Protein over-expression can induce the elongation of cell membrane nanodomains

TL;DR

This study demonstrates that increasing protein concentration in cell membranes causes nanodomains to elongate, with implications for their biological function and potential applications in soft-matter systems.

Contribution

It combines analytical calculations, simulations, and experimental data to reveal how protein levels influence nanodomain shape in membranes, a previously unclear aspect.

Findings

Protein concentration correlates with nanodomain elongation.

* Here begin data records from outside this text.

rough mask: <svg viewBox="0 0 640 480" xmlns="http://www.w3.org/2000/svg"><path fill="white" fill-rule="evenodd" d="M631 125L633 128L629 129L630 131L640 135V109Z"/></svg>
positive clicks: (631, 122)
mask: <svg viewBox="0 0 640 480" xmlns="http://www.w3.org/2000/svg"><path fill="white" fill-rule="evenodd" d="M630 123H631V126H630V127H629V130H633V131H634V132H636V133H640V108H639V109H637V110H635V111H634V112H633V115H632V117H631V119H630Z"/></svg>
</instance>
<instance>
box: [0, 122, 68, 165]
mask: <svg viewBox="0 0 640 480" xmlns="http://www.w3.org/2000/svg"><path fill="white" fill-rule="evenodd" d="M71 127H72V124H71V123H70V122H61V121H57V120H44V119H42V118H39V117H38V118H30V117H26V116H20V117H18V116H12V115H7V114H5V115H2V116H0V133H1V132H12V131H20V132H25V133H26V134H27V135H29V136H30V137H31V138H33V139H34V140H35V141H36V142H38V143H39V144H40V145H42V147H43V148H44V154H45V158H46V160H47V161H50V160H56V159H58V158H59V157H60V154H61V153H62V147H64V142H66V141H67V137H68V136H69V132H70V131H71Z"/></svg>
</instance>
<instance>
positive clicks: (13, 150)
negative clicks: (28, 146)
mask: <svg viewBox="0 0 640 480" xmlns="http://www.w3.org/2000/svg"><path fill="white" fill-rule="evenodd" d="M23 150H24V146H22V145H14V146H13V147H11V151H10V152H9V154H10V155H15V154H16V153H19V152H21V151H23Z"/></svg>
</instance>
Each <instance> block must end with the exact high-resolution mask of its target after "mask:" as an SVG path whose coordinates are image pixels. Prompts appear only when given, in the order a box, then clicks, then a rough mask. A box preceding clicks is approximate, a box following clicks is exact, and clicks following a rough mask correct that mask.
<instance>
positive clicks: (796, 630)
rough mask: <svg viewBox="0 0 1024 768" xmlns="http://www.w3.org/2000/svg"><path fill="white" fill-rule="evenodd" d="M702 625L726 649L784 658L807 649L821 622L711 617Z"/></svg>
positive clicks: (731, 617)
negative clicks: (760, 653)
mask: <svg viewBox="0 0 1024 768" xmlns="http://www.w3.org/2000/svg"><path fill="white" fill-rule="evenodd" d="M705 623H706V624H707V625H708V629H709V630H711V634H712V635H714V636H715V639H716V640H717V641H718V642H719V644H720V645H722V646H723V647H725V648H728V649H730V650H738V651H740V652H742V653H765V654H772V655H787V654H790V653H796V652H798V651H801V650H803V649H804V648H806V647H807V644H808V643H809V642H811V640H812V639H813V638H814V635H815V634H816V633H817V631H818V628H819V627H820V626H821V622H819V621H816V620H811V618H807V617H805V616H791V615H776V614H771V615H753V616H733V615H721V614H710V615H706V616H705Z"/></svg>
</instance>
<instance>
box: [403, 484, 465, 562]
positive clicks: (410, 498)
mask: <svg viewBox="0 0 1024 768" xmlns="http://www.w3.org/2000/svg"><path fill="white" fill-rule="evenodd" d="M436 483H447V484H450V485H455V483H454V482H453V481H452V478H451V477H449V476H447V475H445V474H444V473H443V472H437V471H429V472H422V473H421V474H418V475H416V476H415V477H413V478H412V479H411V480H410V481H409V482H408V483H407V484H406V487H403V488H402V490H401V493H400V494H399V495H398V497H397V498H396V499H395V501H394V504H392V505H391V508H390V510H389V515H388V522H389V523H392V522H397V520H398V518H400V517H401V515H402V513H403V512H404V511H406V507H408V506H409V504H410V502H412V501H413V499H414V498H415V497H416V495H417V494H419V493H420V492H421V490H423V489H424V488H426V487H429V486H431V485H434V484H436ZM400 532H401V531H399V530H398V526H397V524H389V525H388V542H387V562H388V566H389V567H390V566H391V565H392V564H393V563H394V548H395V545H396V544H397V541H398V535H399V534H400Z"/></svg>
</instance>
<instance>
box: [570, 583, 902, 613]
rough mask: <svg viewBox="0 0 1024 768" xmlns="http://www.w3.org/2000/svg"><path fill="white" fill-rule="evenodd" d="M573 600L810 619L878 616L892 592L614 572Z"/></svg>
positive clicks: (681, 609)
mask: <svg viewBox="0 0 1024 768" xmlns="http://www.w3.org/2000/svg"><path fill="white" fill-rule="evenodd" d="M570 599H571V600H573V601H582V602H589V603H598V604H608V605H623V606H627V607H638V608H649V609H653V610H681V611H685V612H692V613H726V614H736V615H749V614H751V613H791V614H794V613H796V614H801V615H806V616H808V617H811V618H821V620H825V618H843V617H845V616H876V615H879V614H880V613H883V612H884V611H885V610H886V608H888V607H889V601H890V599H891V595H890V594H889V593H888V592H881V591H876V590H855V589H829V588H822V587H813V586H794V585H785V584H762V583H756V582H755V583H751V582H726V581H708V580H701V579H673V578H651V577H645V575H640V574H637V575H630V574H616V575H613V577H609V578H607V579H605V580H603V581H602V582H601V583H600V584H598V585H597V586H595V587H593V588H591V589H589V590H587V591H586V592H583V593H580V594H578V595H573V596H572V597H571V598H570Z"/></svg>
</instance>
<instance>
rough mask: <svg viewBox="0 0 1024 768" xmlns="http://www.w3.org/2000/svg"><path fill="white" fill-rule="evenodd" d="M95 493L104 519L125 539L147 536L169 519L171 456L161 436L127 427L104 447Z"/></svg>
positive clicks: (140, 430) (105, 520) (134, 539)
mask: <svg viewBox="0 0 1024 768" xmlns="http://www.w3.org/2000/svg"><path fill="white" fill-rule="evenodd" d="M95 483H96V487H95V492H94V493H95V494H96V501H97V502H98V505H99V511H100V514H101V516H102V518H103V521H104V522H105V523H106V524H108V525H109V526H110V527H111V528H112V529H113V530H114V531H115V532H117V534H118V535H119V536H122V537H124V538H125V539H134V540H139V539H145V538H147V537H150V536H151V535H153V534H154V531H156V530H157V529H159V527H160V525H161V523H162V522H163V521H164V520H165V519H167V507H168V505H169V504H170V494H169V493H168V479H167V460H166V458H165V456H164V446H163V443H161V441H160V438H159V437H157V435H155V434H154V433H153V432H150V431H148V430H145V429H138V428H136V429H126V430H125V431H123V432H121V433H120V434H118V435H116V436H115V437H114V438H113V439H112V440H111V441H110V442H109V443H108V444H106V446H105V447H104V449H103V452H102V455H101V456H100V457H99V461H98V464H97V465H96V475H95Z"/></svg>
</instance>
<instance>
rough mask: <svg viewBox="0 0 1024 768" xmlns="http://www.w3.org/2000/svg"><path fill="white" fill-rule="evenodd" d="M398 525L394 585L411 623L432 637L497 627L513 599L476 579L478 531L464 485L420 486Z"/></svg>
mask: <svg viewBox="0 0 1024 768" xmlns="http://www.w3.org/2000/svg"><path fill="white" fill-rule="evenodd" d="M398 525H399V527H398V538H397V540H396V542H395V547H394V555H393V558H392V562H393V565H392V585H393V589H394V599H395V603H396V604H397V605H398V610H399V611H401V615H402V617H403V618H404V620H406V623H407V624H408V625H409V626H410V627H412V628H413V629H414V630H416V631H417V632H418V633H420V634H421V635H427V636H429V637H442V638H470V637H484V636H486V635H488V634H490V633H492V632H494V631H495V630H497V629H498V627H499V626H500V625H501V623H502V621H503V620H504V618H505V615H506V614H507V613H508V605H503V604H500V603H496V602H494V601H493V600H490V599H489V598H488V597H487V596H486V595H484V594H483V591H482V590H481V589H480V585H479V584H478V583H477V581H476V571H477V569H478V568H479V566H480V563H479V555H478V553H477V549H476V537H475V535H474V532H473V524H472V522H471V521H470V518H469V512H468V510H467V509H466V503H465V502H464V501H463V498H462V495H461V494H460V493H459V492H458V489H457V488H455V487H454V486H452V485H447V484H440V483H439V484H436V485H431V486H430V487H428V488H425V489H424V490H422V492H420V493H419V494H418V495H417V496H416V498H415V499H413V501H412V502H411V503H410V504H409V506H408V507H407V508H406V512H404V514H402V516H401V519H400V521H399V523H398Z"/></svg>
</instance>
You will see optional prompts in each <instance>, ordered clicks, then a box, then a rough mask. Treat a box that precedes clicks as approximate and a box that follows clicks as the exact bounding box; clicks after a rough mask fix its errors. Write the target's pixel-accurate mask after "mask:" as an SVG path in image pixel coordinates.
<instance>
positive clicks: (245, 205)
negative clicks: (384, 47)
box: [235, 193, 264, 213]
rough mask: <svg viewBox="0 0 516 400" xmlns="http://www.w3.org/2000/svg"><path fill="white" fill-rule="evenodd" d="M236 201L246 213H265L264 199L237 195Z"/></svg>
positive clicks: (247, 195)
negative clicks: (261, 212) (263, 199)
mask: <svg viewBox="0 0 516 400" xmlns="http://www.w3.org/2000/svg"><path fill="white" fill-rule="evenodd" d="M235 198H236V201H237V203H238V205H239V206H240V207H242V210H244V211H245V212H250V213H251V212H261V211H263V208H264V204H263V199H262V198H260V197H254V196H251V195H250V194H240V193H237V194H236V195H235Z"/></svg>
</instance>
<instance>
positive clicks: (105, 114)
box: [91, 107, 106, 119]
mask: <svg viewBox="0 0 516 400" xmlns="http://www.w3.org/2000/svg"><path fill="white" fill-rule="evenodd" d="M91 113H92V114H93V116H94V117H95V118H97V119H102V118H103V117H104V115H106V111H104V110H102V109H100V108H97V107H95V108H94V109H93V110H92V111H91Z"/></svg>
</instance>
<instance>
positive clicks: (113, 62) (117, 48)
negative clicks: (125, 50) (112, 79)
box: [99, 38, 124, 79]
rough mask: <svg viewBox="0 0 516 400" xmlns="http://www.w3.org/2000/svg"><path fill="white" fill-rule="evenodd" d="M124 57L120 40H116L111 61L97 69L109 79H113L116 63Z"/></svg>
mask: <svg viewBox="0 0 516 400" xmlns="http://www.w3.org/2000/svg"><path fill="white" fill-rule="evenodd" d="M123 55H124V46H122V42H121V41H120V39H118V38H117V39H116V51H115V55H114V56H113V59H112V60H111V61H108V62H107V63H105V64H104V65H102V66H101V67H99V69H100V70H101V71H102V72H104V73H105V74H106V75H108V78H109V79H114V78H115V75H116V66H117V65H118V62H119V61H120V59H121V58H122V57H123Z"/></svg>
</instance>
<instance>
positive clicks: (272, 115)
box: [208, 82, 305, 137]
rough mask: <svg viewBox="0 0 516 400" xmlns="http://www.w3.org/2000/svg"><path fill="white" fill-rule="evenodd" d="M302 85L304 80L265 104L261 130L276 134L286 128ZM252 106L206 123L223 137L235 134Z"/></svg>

Simulations and experiments agree on the elongation effect.

Protein abundance modulates nanodomain shape and function.

Abstract

In cell membranes, proteins and lipids are organized into sub-micrometric nanodomains of varying size, shape and composition, performing specific functions. Despite their biological importance, the detailed morphology of these nanodomains remains unknown. Not only can they hardly be observed by conventional microscopy due to their small size, but there is no full consensus on the theoretical models to describe their structuring and their shapes. Here, we use a combination of analytical calculations and Monte Carlo simulations based upon a model coupling membrane composition and shape to show that increasing protein concentration leads to an elongation of membrane nanodomains. The results are corroborated by Single Particle Tracking measurements on HIV receptors, whose level of expression in the membrane of specifically designed living cells can be tuned. These findings highlight that protein abundance can modulate nanodomain shape and potentially their biological function. Beyond biomembranes, this meso-patterning mechanism is of relevance in several soft-matter systems because it relies on generic physical arguments.